Previous studies reported that NLR significantly predicts a worse outcome in various cancers.19,20 And high neutrophil and monocyte circulating levels, and low circulating lymphocyte levels were correlated with poor prognosis.21,22 Furthermore, Rachidi et al.23 independently confirmed that a lower platelet count predicted a better prognosis, and that administration of anti-platelet agents improved survival of patients with head and neck SCC. Xie et al.24 showed that pre-operative PLR inversely correlated with Cancer Specific Survival (CSS) in patients with esophageal SCC. Several studies have reported that the LMR is associated with prognosis in cancer patients. These results validate the use of peripheral inflammation markers to predict postoperative outcomes in cancer patients. In this study, we found the pre-operative neutrophil counts, NLR, PLR were higher, while lymphocyte counts and LMR were lower in patients with recurrence compare to the non-recur patients.
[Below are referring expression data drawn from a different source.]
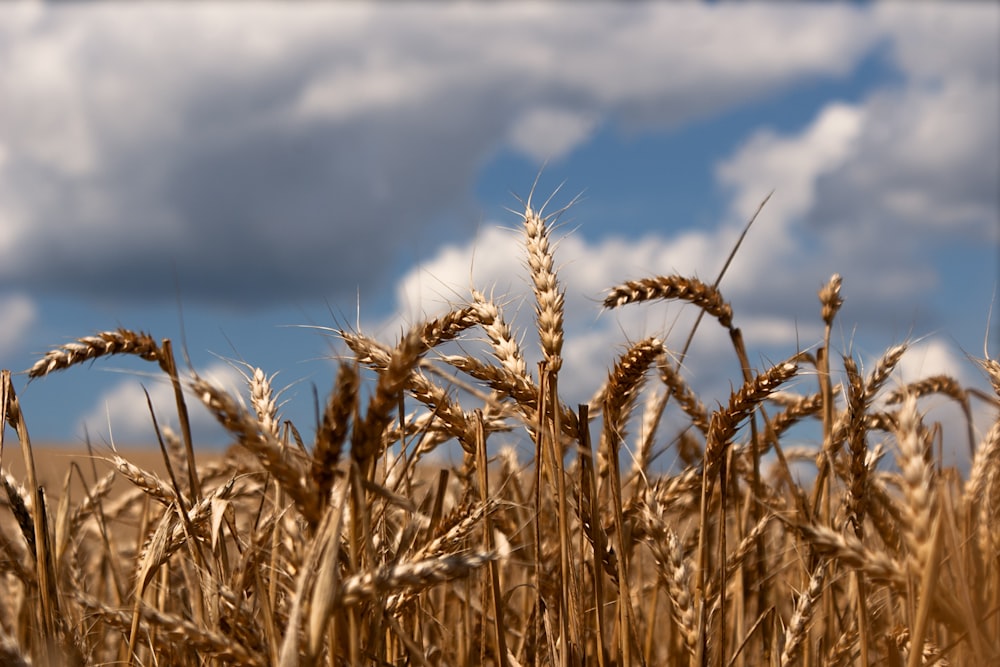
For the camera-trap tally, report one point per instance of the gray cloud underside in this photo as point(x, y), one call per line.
point(255, 154)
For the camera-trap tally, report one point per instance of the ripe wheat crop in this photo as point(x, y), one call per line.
point(352, 547)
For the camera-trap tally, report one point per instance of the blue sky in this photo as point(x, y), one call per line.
point(223, 177)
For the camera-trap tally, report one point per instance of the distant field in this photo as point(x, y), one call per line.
point(354, 549)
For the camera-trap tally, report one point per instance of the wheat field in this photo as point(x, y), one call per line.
point(353, 547)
As shown in Fig. 3, the cut-off points were 3.75 × 109/L for neutrophil counts, 1.77 × 109/L for lymphocyte counts, 2.325 for NLR, 157.9 for PLR and 3.065 for LMR in our study. NLR can serve as a potential prognostic marker in clinical practice with an ideal AUC value of 0.816.

However, this study had some limitations, including its retrospective design and the relatively small sample size, which may lead to referral biases. Therefore, further studies are necessary to validate the role and the prognostic utility of systemic inflammatory markers in such patients.

Conclusions

Taken together, our results suggested that pre-operative neutrophil and lymphocyte counts, NLR, PLR, and LMR are significantly in relation to EACSCC recurrence. Furthermore, NLR may serve as potential prognostic markers to predict worse outcomes in patients with external auditory canal SCC.

Funding

This study was funded by the National Natural Science Foundation of China (nº 81771009).

Conflicts of interest

The authors declare no conflicts of interest.